Here, where the water sang its eternal song and kingfishers darted like blue flames, the hound finally stopped to catch his breath. His sides heaved with exhaustion, but triumph gleamed in his eyes as he regarded his prize. Before him stretched a narrow log that served as a bridge across the water—a titi placed there by villagers who came to gather pandan leaves and river stones for their homes.
As the hound began to cross, careful to keep his balance on the moss-slicked wood, he happened to glance down at the water below. What he saw there made him stop in amazement, for in the river's mirror surface, he beheld another hound carrying a piece of meat that appeared twice as large as his own!
Now, had the hound been wise in the ways of the world, he might have recognized this for what it was. But hunger and greed are powerful hantu that cloud the mind and darken the heart. The hound saw only that another creature possessed something greater than what he had risked so much to obtain.
"That meat should be mine!" he thought, his eyes blazing with covetous fire. "I am clever enough to have stolen from the butcher himself. Surely I can take this prize from a mere river dog!"
Without another thought, the hound opened his jaws wide and barked a fearsome challenge at his rival below. But oh, what sorrow follows such foolishness! The moment his mouth opened, his own precious meat tumbled from his grasp, falling with a splash into the rushing water where it was swept away like a leaf in the monsoon.
The hound watched in horror as his meal disappeared downstream, carried away to feed the fish and river spirits instead of filling his empty belly. Only then did he realize the truth—the other hound had been nothing more than his own reflection, and the larger meat merely an illusion created by the water's surface.

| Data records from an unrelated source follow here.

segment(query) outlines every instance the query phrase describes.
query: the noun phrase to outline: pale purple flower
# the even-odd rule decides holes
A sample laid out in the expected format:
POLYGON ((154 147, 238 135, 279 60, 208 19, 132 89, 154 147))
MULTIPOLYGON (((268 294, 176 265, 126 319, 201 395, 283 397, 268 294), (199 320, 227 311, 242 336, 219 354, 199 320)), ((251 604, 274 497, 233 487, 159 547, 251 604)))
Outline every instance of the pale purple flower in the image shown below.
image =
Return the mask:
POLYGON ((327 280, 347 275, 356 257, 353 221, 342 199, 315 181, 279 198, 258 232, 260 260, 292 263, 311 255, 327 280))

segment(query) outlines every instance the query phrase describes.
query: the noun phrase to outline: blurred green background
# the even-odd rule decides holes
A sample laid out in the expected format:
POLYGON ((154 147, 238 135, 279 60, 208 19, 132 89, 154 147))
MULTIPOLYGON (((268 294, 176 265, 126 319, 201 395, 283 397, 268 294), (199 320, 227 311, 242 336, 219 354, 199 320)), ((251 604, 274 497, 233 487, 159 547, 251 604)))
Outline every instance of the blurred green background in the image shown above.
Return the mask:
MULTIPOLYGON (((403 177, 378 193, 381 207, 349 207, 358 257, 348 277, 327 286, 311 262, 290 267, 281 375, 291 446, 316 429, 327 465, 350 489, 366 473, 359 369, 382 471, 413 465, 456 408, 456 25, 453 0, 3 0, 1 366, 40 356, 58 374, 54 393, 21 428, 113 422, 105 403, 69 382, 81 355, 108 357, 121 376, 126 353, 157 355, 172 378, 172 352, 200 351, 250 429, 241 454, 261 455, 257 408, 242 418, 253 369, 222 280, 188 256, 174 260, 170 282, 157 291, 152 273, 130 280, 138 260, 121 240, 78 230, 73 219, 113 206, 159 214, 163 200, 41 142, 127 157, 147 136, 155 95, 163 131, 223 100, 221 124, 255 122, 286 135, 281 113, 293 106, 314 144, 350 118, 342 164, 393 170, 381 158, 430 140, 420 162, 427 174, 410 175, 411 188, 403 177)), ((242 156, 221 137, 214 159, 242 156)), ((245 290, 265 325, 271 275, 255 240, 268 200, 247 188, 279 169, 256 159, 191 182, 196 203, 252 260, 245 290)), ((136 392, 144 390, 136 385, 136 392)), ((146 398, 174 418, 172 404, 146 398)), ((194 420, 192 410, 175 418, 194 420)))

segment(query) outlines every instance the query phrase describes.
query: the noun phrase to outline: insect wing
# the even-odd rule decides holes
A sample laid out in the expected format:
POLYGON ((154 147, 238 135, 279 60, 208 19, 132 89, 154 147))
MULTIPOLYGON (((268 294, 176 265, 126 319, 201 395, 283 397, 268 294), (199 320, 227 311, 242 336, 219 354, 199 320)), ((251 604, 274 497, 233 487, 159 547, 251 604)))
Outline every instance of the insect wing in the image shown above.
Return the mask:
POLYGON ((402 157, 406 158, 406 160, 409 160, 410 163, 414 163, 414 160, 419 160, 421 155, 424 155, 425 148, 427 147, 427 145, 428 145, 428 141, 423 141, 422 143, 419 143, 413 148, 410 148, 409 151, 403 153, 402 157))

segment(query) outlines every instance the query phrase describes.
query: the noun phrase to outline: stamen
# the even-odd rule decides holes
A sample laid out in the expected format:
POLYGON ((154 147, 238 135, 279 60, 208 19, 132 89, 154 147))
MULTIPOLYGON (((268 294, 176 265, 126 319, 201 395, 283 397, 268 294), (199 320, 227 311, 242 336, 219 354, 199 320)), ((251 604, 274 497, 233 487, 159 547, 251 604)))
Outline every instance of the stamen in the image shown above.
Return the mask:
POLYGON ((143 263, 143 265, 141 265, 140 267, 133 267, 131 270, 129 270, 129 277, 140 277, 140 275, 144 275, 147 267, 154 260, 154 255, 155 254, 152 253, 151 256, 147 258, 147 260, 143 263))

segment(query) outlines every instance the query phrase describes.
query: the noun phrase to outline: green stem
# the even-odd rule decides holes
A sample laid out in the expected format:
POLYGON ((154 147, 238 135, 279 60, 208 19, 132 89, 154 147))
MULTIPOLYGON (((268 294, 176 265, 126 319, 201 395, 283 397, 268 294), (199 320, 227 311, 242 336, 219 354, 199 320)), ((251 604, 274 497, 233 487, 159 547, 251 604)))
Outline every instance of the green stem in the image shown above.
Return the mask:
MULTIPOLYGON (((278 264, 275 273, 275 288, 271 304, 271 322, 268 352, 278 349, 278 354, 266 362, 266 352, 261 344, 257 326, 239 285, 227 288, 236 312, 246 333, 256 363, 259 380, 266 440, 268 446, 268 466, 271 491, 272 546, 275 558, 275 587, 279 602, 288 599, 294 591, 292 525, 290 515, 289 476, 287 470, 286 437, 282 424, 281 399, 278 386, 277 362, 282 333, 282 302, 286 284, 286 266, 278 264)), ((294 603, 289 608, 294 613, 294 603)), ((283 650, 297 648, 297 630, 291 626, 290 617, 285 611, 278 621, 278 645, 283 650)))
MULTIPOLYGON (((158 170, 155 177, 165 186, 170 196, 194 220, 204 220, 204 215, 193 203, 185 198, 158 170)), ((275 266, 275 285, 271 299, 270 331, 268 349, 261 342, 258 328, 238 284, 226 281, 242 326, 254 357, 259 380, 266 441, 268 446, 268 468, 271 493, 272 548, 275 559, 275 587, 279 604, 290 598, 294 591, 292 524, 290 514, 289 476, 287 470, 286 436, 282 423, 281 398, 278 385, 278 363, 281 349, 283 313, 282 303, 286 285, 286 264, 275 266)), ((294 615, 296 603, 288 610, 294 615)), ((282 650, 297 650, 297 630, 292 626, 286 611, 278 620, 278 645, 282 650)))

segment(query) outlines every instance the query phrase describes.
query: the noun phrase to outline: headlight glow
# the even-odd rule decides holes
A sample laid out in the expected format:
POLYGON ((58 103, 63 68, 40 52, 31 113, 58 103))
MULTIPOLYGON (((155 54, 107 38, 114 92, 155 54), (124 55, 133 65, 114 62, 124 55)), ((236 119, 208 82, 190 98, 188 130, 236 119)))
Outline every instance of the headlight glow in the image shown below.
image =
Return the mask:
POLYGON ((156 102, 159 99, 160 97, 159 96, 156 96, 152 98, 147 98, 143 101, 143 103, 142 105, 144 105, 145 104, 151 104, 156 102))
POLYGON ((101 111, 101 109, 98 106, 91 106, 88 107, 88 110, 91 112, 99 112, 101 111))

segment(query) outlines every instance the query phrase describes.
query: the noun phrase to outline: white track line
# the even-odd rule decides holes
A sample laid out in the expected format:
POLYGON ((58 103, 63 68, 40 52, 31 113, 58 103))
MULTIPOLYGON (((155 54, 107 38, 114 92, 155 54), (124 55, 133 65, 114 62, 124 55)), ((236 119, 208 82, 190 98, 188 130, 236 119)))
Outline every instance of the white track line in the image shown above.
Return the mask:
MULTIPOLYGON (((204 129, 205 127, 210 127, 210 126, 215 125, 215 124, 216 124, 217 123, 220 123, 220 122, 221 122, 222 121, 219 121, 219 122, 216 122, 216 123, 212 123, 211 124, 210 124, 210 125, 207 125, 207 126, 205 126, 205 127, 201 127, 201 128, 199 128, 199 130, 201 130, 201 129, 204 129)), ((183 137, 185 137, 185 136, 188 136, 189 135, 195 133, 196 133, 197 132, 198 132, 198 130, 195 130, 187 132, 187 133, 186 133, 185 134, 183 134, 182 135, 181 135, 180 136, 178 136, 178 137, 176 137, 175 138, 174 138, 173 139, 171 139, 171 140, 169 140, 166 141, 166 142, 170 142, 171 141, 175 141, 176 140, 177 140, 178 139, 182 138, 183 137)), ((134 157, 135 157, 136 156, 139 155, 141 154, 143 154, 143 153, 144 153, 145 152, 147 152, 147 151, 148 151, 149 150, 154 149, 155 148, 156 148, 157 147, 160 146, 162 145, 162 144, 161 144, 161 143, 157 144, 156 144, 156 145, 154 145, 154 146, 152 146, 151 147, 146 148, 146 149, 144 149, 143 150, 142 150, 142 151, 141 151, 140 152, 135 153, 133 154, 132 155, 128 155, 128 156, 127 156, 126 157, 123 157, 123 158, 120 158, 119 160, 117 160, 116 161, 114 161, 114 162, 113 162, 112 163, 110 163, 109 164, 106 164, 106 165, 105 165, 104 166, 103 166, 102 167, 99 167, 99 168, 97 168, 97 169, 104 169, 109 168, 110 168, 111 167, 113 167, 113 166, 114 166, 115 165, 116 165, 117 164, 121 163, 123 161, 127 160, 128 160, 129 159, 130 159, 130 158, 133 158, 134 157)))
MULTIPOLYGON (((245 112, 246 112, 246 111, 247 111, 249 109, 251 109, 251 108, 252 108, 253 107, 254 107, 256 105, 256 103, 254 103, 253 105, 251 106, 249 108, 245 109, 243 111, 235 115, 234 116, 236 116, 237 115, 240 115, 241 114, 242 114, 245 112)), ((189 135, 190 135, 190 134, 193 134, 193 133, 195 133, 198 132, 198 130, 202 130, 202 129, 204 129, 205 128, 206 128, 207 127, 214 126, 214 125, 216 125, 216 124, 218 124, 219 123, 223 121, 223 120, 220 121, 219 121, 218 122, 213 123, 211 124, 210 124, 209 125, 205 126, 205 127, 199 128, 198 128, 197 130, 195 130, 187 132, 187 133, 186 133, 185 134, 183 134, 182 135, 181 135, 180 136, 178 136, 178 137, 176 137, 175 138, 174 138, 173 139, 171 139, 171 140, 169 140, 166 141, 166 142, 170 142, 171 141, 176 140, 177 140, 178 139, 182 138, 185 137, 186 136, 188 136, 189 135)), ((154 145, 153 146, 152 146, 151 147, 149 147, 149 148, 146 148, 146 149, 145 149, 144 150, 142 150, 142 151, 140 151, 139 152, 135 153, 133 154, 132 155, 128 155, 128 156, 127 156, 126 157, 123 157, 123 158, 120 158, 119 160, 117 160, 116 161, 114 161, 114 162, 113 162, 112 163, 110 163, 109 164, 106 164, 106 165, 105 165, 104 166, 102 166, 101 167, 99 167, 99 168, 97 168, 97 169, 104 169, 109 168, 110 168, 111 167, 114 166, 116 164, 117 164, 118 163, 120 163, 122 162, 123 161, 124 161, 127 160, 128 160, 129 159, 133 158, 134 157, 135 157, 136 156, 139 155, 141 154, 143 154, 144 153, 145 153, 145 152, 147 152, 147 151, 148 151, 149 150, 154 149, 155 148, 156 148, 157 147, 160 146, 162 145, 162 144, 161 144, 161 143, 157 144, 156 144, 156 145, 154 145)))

"Bodoh! What a fool I have been!" he howled to the uncaring sky. "I had food enough to ease my hunger, stolen though it was, and yet my greed demanded more. Now I have nothing but the bitter taste of my own stupidity!"
As the sun began its descent behind the mountains, painting the sky the color of teh tarik, the hound slunk back toward the village with his tail between his legs. But the pasar had closed for the day, the vendors gone home to their families and their evening prayers. The butcher's stall stood empty, its counter cleaned and covered, offering no second chance for thievery.
That night, as he lay hungry beneath the stars, the hound remembered the words his mother had told him when he was but a pup: "Better a grain of rice in hand than a feast in dreams." How he wished he had heeded such wisdom before it was too late!
From that day forward, whenever the hound managed to find food—whether a discarded bone or a crust of roti—he ate it gratefully without looking for more. And sometimes, on quiet mornings by the river, villagers would see him staring at his reflection in the water, as if reminding himself of the lesson learned through bitter experience.
The old women of the village, who knew such tales from their grandmothers, would nod knowingly and say, "Even the cleverest thief may be robbed by his own greed. Better to be content with little than to lose all in grasping for more."
And so it was that a wild hound learned what many men never do: that the shadow of desire is often larger than its substance, and that true wealth lies not in what we covet, but in appreciating what we already possess.
Thus ends the tale of the hound and his shadow, may all who hear it grow wise.